The storm was followed by a lull, for the contesting armies were all but worn out and required rest. Wellesley made his headquarters first at Deleytosa, and, when that place was vacated on the 11th, at Jaraicejo; the Spanish made the former town their headquarters, and the Portuguese army, under Beresford, withdrew within their home frontier.
“While the army remained in this position,” namely, Deleytosa, General Sir George T. Napier records: “We suffered dreadfully from want of food; nothing but a small portion of unground wheat and (when we could catch them) about a quarter of a pound of old goats’ flesh each man; no salt, bread, or wine; and as the Spaniards had plundered the baggage of the British army during the battle of Talavera, there was nothing of any kind to be procured to help us out, such as tea or sugar.”[54] These defects the General determined to remedy, for “no troops can serve to any good purpose unless they are regularly fed,” a maxim equivalent to that of Napoleon that “an army moves on its stomach.”
Cuesta resigned his command, which was given to Eguia, but from henceforth the British Commander placed his sole reliance on his own forces.
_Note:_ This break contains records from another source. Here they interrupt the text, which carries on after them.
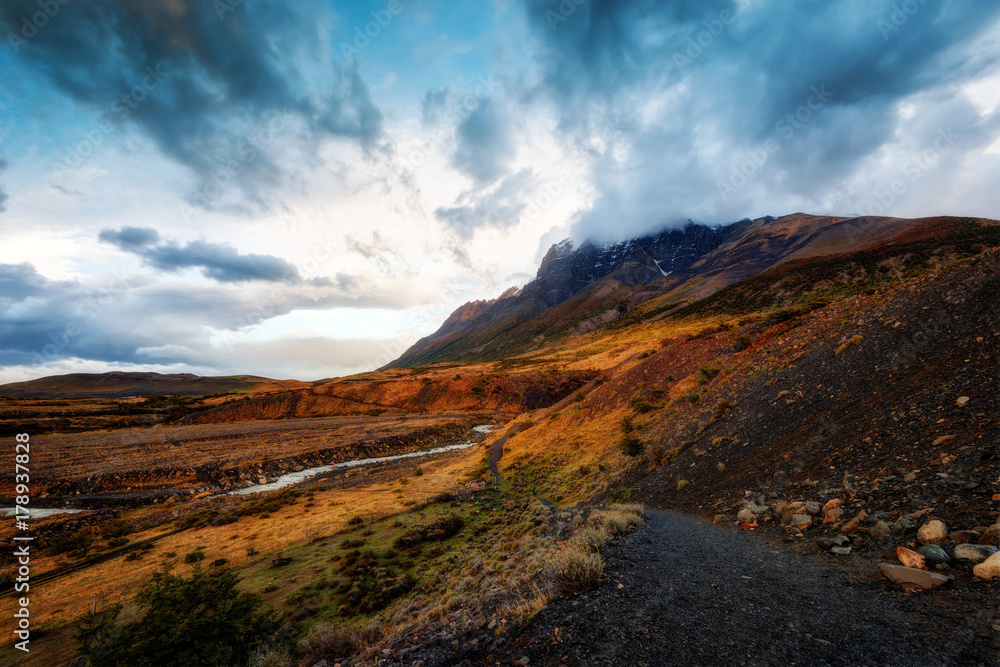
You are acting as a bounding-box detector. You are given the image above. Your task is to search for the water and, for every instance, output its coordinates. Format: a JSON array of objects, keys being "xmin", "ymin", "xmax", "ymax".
[
  {"xmin": 0, "ymin": 507, "xmax": 87, "ymax": 521},
  {"xmin": 229, "ymin": 424, "xmax": 496, "ymax": 496}
]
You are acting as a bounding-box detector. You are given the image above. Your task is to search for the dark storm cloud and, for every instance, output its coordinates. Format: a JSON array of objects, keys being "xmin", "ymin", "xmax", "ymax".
[
  {"xmin": 98, "ymin": 227, "xmax": 301, "ymax": 283},
  {"xmin": 451, "ymin": 98, "xmax": 516, "ymax": 185},
  {"xmin": 0, "ymin": 0, "xmax": 382, "ymax": 208},
  {"xmin": 0, "ymin": 264, "xmax": 413, "ymax": 368},
  {"xmin": 434, "ymin": 169, "xmax": 534, "ymax": 240},
  {"xmin": 524, "ymin": 0, "xmax": 1000, "ymax": 236}
]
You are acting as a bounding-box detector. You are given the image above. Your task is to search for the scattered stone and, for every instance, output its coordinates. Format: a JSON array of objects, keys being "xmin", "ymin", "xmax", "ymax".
[
  {"xmin": 816, "ymin": 537, "xmax": 833, "ymax": 551},
  {"xmin": 948, "ymin": 530, "xmax": 982, "ymax": 544},
  {"xmin": 892, "ymin": 516, "xmax": 914, "ymax": 537},
  {"xmin": 917, "ymin": 519, "xmax": 948, "ymax": 544},
  {"xmin": 917, "ymin": 544, "xmax": 951, "ymax": 565},
  {"xmin": 823, "ymin": 507, "xmax": 844, "ymax": 523},
  {"xmin": 979, "ymin": 523, "xmax": 1000, "ymax": 547},
  {"xmin": 823, "ymin": 498, "xmax": 844, "ymax": 512},
  {"xmin": 840, "ymin": 510, "xmax": 868, "ymax": 535},
  {"xmin": 896, "ymin": 547, "xmax": 927, "ymax": 570},
  {"xmin": 878, "ymin": 563, "xmax": 954, "ymax": 590},
  {"xmin": 868, "ymin": 521, "xmax": 892, "ymax": 542},
  {"xmin": 955, "ymin": 543, "xmax": 997, "ymax": 565},
  {"xmin": 791, "ymin": 514, "xmax": 812, "ymax": 530},
  {"xmin": 972, "ymin": 551, "xmax": 1000, "ymax": 579}
]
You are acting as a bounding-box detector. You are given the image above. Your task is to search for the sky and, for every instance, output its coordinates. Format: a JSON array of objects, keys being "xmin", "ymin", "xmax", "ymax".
[{"xmin": 0, "ymin": 0, "xmax": 1000, "ymax": 382}]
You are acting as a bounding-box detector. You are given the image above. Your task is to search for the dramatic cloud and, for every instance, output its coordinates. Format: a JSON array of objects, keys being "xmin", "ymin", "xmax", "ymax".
[
  {"xmin": 525, "ymin": 0, "xmax": 1000, "ymax": 237},
  {"xmin": 0, "ymin": 264, "xmax": 414, "ymax": 372},
  {"xmin": 451, "ymin": 98, "xmax": 517, "ymax": 185},
  {"xmin": 99, "ymin": 227, "xmax": 301, "ymax": 283},
  {"xmin": 0, "ymin": 157, "xmax": 9, "ymax": 213},
  {"xmin": 0, "ymin": 0, "xmax": 383, "ymax": 208},
  {"xmin": 434, "ymin": 169, "xmax": 534, "ymax": 240}
]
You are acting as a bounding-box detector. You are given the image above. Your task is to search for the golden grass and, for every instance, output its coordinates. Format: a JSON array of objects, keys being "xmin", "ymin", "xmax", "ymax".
[{"xmin": 0, "ymin": 447, "xmax": 483, "ymax": 636}]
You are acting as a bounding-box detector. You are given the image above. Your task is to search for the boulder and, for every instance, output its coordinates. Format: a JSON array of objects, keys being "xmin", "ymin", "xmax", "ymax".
[
  {"xmin": 955, "ymin": 543, "xmax": 997, "ymax": 565},
  {"xmin": 790, "ymin": 514, "xmax": 812, "ymax": 530},
  {"xmin": 979, "ymin": 523, "xmax": 1000, "ymax": 547},
  {"xmin": 917, "ymin": 544, "xmax": 951, "ymax": 565},
  {"xmin": 892, "ymin": 516, "xmax": 914, "ymax": 537},
  {"xmin": 948, "ymin": 530, "xmax": 982, "ymax": 544},
  {"xmin": 823, "ymin": 507, "xmax": 844, "ymax": 523},
  {"xmin": 868, "ymin": 521, "xmax": 892, "ymax": 542},
  {"xmin": 972, "ymin": 551, "xmax": 1000, "ymax": 579},
  {"xmin": 896, "ymin": 547, "xmax": 927, "ymax": 570},
  {"xmin": 878, "ymin": 563, "xmax": 954, "ymax": 590},
  {"xmin": 917, "ymin": 519, "xmax": 948, "ymax": 544}
]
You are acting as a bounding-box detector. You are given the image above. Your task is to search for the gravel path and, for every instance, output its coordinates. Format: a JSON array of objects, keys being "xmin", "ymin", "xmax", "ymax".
[{"xmin": 494, "ymin": 511, "xmax": 1000, "ymax": 667}]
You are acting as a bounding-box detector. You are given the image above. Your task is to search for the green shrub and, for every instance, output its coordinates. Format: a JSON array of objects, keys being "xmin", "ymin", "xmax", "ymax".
[
  {"xmin": 553, "ymin": 546, "xmax": 604, "ymax": 593},
  {"xmin": 698, "ymin": 363, "xmax": 722, "ymax": 384},
  {"xmin": 621, "ymin": 435, "xmax": 646, "ymax": 456},
  {"xmin": 184, "ymin": 549, "xmax": 205, "ymax": 564},
  {"xmin": 75, "ymin": 569, "xmax": 281, "ymax": 666}
]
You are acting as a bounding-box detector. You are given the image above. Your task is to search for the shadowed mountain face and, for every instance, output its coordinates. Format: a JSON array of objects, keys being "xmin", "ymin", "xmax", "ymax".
[
  {"xmin": 389, "ymin": 213, "xmax": 992, "ymax": 367},
  {"xmin": 389, "ymin": 218, "xmax": 756, "ymax": 367}
]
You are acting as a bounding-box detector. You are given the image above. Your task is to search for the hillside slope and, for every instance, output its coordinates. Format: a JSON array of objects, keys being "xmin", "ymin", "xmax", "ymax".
[{"xmin": 388, "ymin": 213, "xmax": 976, "ymax": 367}]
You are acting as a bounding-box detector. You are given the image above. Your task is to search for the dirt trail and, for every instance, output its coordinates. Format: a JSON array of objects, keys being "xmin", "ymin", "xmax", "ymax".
[{"xmin": 488, "ymin": 512, "xmax": 1000, "ymax": 667}]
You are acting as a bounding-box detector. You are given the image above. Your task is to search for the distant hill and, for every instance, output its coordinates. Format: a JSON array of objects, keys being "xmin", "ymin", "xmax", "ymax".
[
  {"xmin": 387, "ymin": 213, "xmax": 997, "ymax": 368},
  {"xmin": 0, "ymin": 371, "xmax": 309, "ymax": 399}
]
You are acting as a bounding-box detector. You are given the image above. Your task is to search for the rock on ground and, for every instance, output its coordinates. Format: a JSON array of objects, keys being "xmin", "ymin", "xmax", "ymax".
[{"xmin": 917, "ymin": 519, "xmax": 948, "ymax": 544}]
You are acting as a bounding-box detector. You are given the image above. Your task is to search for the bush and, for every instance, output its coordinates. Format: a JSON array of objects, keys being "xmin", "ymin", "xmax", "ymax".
[
  {"xmin": 619, "ymin": 415, "xmax": 636, "ymax": 435},
  {"xmin": 302, "ymin": 620, "xmax": 383, "ymax": 665},
  {"xmin": 698, "ymin": 363, "xmax": 722, "ymax": 384},
  {"xmin": 629, "ymin": 396, "xmax": 656, "ymax": 414},
  {"xmin": 75, "ymin": 569, "xmax": 281, "ymax": 666},
  {"xmin": 622, "ymin": 435, "xmax": 646, "ymax": 456},
  {"xmin": 553, "ymin": 546, "xmax": 604, "ymax": 593},
  {"xmin": 101, "ymin": 519, "xmax": 134, "ymax": 541},
  {"xmin": 393, "ymin": 515, "xmax": 465, "ymax": 550},
  {"xmin": 184, "ymin": 549, "xmax": 205, "ymax": 564}
]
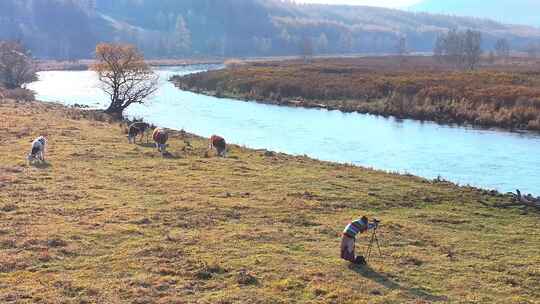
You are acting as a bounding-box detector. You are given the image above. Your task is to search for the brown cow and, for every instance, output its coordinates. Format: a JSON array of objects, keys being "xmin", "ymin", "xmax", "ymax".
[
  {"xmin": 208, "ymin": 135, "xmax": 227, "ymax": 157},
  {"xmin": 152, "ymin": 128, "xmax": 169, "ymax": 154},
  {"xmin": 128, "ymin": 122, "xmax": 150, "ymax": 143}
]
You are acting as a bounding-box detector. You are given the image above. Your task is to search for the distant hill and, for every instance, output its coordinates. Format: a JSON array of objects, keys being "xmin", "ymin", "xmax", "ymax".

The lack of co-operation in the combined army was also evident in that of the French, for the various marshals had separated, and, to Napoleon’s disgust, lost a golden opportunity of crushing the hated English, which was never again vouchsafed to them. “Force Wellesley to fight on every possible occasion,” was his frequent cry. “Win if you can, but lose a battle rather than deliver none. We can afford to expend three men for every one he loses, and you will thus wear him out in the end.” Wellesley preferred to conserve his energy, not to squander it.
After repeated requests for provisions and means of transport, all more or less evasively answered by the Spanish authorities, Wellesley carried out his threat and fell back upon the frontiers of Portugal. Not without a certain suggestion of irony, he was at this time appointed a Captain-General in the Spanish service, and received six Andalusian horses “in the name of King Ferdinand the VIIth.” Shortly afterwards he was notified that he had been elevated to the Peerage, with the titles of Baron Douro of Wellesley, and Viscount Wellington of Talavera. From henceforth we shall style him Wellington, a signature he first adopted on the 16th September 1809.